Unfortunately, for many borrowers a short sale is not the cure-all for which they had hoped. While the lender and new buyer are undoubtedly better off, you (as the former homeowner/borrower) can get burned if the transaction is not handled correctly. Your financial exposure after a short sale can come from two directions: (1) a loan deficiency lawsuit filed by your lender, and (2) federal income tax on the unpaid portion of your loan.

Loan Deficiency

First, consider the status of the “deficiency” that resulted from the short sale. Suppose you sold your home for $250,000, and your loan balance was $400,000. Do you have to pay the remaining $150,000?

In Arizona, “anti-deficiency statutes” prevent lenders from foreclosing on a property and then suing the borrower for the unpaid loan balance. These are powerful and effective consumer laws that, during our severe recession, have saved thousands of homeowners from bankruptcy.

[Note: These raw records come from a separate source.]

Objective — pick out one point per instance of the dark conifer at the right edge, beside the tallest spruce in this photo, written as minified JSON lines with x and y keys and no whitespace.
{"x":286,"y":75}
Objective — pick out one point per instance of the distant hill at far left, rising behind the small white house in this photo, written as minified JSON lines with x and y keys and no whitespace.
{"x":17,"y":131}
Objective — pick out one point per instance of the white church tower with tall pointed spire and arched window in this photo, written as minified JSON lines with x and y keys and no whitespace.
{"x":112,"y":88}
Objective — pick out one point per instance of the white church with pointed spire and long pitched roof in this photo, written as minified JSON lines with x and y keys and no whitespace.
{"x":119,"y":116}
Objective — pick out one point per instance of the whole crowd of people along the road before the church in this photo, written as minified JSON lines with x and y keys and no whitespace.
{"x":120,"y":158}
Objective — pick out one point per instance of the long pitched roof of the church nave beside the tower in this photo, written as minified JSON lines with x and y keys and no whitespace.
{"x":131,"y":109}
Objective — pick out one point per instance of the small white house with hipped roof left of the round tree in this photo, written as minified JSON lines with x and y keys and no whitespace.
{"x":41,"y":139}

However, a short sale is not the same thing as a foreclosure. Some lenders take the position that, after a short sale, you still owe the deficiency, and they can try to collect from you for the next six years. Would they win? The courts have not decided this one yet, but you do not want to finance a lawsuit against a bank in order to get the answer.

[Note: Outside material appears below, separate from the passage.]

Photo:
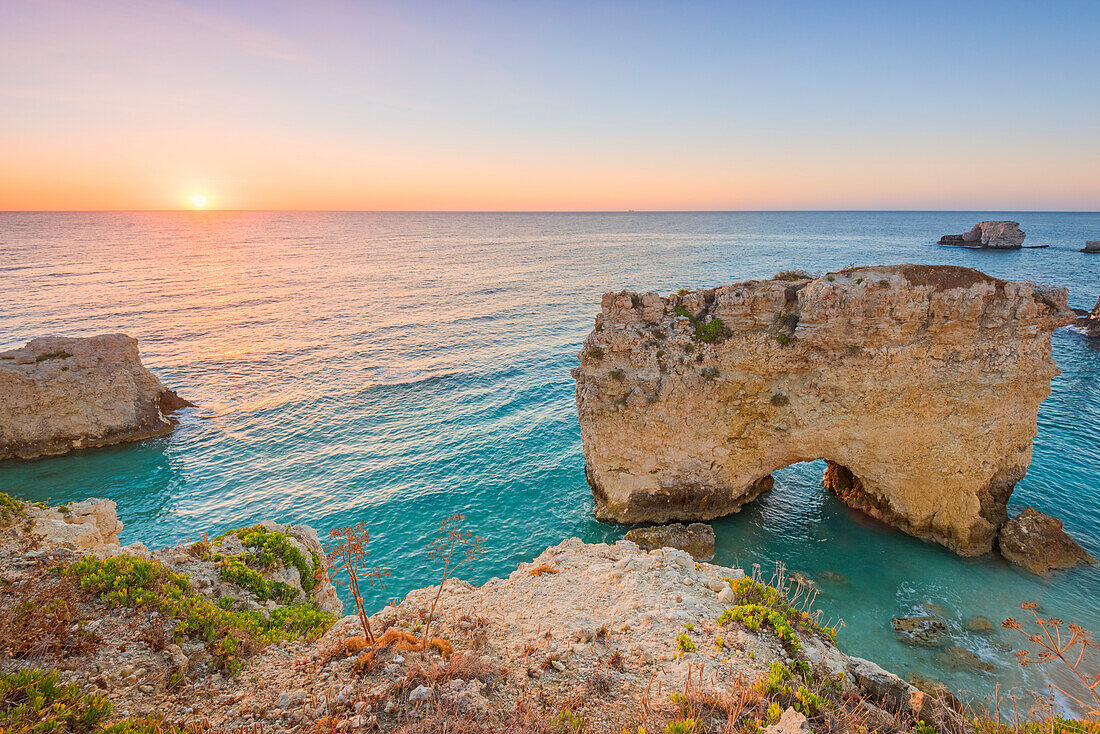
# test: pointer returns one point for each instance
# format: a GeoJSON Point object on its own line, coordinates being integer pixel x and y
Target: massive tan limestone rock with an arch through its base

The solution: Before agreeing to anything else in a short sale, be sure that the lender agrees – in writing – to give you a full release from liability for the unpaid loan. Then have an experienced real estate attorney review the documents. If the lender refuses to give you a written release, stop the process then and there; all they can do is foreclose, and the anti-deficiency statutes will protect you from post-foreclosure collection efforts.

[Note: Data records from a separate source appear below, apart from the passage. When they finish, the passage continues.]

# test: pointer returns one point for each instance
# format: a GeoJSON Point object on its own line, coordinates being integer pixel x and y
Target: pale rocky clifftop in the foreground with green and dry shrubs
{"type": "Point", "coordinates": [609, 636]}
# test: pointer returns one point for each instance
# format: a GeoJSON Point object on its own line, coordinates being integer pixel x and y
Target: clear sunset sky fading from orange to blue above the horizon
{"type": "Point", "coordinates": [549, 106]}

(It is important to understand that Arizona’s anti-deficiency statutes do not apply to foreclosures on all loans that are secured by your home. If the loan was used to purchase your home, you are probably safe. But if the loan was for other purposes, such as a home equity line of credit, the lender can sue – but only if it waives its right to foreclose).

Tax Liability

In addition to deficiency issues, beware of tax on “phantom” income. When a lender lets you off the hook from a portion of your mortgage, the IRS can, under certain circumstances, treat the “forgiveness of debt” to be ordinary income. That means that, continuing with our example above, in the year in which your debt was forgiven, your taxable income may increase by $150,000 even though you did not see a dime of it.

Thanks to current federal law (which is scheduled to expire at the end of 2012), a foreclosure of your principal residence will not result in taxable income. Also, debt that is “non-recourse” does not result in income when it is forgiven (because it was not a personal obligation anyway).

However, once again, short sales are not foreclosures; thus, the tax liability protection contained in federal law may or may not apply to debt forgiveness stemming from a short sale. And, since the anti-deficiency statutes might not apply to short sales, there is an argument that you have been released from “recourse” debt, even when the lender does give a full release. Some lenders are reporting canceled debt to the IRS, via a Form 1099, showing as income the amount of debt forgiven in conjunction with a short sale. The result: The IRS has been told you have received income – perhaps lots of it. Whether you would actually have to pay tax on that amount is uncertain, but you don’t want to sue the IRS in order to find out.

Conclusion

If your motivation in pursuing a short sale (instead of submitting to foreclosure) is to protect your credit rating, consider this: We have been advised (in legal seminars, by speakers who should know) that a foreclosure will hit your credit rating to the tune of about 227 points, while a short sale is worth about 215 points. For most people, that small difference does not warrant the risks inherent in a short sale.

Again, short sales are good for lenders, and they are great for buyers. But for homeowners who don’t get legal guidance in assessing their situation, a short sale can leave them on the short end of the transaction.